«Linee di sangue»

Limiti dell’applicazione delle «linee di sangue» ...

Quando si pratica la selezione, ritorna spesso il concetto di linee di sangue, che dovrebbero dare informazioni sull’origine dell’animale, permettendo di conoscere gli antenati di un esemplare d’allevamento. «Questo è un giovane ariete della rara linea B“ raccontava una volta un allevatore, che aveva chiamato l’animale da riproduzione Baristo, in quanto il padre era Benno e il nonno paterno era Basilico. Chiaro. In questo modo gli allevatori che conoscevano Basilico, sanno che Baristo appartiene a questa linea B e quindi è un nipote di Basilico.

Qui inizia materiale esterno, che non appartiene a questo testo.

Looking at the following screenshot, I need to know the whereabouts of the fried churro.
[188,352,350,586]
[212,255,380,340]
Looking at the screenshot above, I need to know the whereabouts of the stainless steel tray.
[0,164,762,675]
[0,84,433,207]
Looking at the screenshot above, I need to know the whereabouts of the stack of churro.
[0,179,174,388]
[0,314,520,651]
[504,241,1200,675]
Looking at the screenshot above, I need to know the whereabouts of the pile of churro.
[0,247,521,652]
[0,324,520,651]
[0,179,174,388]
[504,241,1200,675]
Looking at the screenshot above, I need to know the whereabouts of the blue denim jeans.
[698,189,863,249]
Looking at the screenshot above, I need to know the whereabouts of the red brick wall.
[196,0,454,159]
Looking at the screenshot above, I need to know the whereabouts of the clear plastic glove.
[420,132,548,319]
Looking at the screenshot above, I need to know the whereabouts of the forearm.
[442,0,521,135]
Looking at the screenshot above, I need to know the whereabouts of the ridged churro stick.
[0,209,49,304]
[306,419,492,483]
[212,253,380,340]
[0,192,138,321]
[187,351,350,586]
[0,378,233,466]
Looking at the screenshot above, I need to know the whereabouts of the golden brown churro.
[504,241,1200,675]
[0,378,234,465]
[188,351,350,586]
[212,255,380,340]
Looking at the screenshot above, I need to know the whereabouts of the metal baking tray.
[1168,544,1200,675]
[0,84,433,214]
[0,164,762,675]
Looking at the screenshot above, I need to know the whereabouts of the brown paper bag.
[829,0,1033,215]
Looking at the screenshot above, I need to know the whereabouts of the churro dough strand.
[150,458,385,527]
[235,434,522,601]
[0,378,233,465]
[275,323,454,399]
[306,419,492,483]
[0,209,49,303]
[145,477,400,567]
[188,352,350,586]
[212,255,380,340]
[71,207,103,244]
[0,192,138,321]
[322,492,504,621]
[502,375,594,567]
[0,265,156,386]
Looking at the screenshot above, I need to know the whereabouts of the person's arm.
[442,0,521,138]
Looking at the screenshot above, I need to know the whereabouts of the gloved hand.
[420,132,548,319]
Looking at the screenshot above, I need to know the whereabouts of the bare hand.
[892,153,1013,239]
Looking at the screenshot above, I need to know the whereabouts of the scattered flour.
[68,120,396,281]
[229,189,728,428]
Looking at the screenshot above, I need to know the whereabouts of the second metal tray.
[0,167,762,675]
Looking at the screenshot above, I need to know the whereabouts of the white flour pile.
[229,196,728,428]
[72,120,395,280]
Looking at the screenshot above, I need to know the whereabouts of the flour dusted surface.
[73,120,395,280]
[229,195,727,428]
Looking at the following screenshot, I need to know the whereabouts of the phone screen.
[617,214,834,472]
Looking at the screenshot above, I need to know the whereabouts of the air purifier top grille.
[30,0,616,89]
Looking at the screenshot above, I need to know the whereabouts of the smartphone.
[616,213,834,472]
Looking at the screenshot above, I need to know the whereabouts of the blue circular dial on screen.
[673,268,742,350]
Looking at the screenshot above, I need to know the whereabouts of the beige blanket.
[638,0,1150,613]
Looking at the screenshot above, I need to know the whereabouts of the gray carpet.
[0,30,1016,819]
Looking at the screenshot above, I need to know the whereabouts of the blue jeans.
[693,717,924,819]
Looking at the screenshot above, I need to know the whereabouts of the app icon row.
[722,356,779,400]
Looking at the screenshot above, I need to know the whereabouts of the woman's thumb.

Ma quanto è davvero importante questa informazione per la pianificazione dell’allevamento? La «linea di sangue» è davvero un’indicazione del ceppo da cui proviene un animale rispetto al resto della popolazione? Gli allevatori che non hanno accesso diretto al libro genealogico, possono ricevere un’informazione genetica grazie alla «linea di sangue», che è da trattare sempre come un’informazione parziale.

Gli invertebrati ricevono una serie di cromosomi da padre e da madre. Da un punto di vista genetico sono «metà come la mamma e metà come il papà». Avendo questo fatto ben presente, si scoprono i limiti del concetto di «linea di sangue», in quanto ad ogni nuova generazione si dimezza il patrimonio genetico del capostipite. Nel grafico seguente si dimostra che Baristo dopo tre generazioni porta ancora solo il 12,5%, un ottavo del corredo genetico del bisnonno Boston. Ritenere Baristo un ariete di linea B, benché ancora conservi un ottavo del patrimonio genetico di Boston, significa considerare solo una parte del suo percorso di selezione, che dice poco della sua reale genetica.

Lavorare con le «linee di sangue» ci aiuta a scegliere con quale genetica vogliamo avere a che fare e non molto di più. Per essere più chiari, se nel nostro esempio conteggiamo quanta genetica Baristo conserva dei suoi tre antenati maschi, allora sarà tanto quanto Boston. Inserendo Baristo nella selezione, allo stesso modo entra anche il patrimonio genetico di Boston e quello degli antenati Eiger, Sämi e Hervé è promosso ugualmente dal punto di vista statistico.

No alle «linee di sangue» quale fondamento per pianificare la selezione

Lavorare con le «linee di sangue» ha senso per una generazione (Baristo è il figlio di Benno), dalla seconda generazione invece si hanno molte meno informazioni utili (Baristo è il nipote di Basilico, tanto quanto è il nipote anche del nonno materno). La pianificazione della selezione deve in ogni caso fondarsi su informazioni più complete, come il coefficiente di consanguineità della prole e la «presenza genetica» degli animali (la rarità del corredo genetico di un animale nell’intera popolazione). Questi dati possono essere creati solo sulla base di un programma di libro genealogico.

«Linee di sangue» e scelta dei nomi degli animali
Ci sono diversi tipi di attribuzione dei nomi agli animali allevati:

  • Nome casuale: gli allevatori sono liberi di dare il nome che preferisco ai loro animali. Si può far uso di una grande creatività.
  • Prassi degli zoo: tutti gli animali nati nello stesso anno ricevono un nome con la stessa iniziale, nell’anno seguente i nomi scelti avranno come iniziale la lettere successiva in ordine alfabetico. Questo sistema permette di risalire all’età degli animali.
  • Prassi delle «linee di sangue»: i discendenti maschi prendono il nome con la stessa iniziale del padre, lo stesso per la prole femminile. In questo modo si può sapere l’iniziale dei nomi dei genitori.

Per i motivi già menzionati si consigliano i primi due metodi per la scelta del nome, perché non creano confusione nella percezione dei coefficienti di consanguineità e si evita di adottare il sistema delle «linee di sangue». Tramandare l’iniziale dei genitori nel nome della progenie ha anche un valore tradizionale e questa va bene purché si sia coscienti della debolezza scientifica del concetto di «linea di sangue» e non venga usato questo metodo per pianificare la selezione.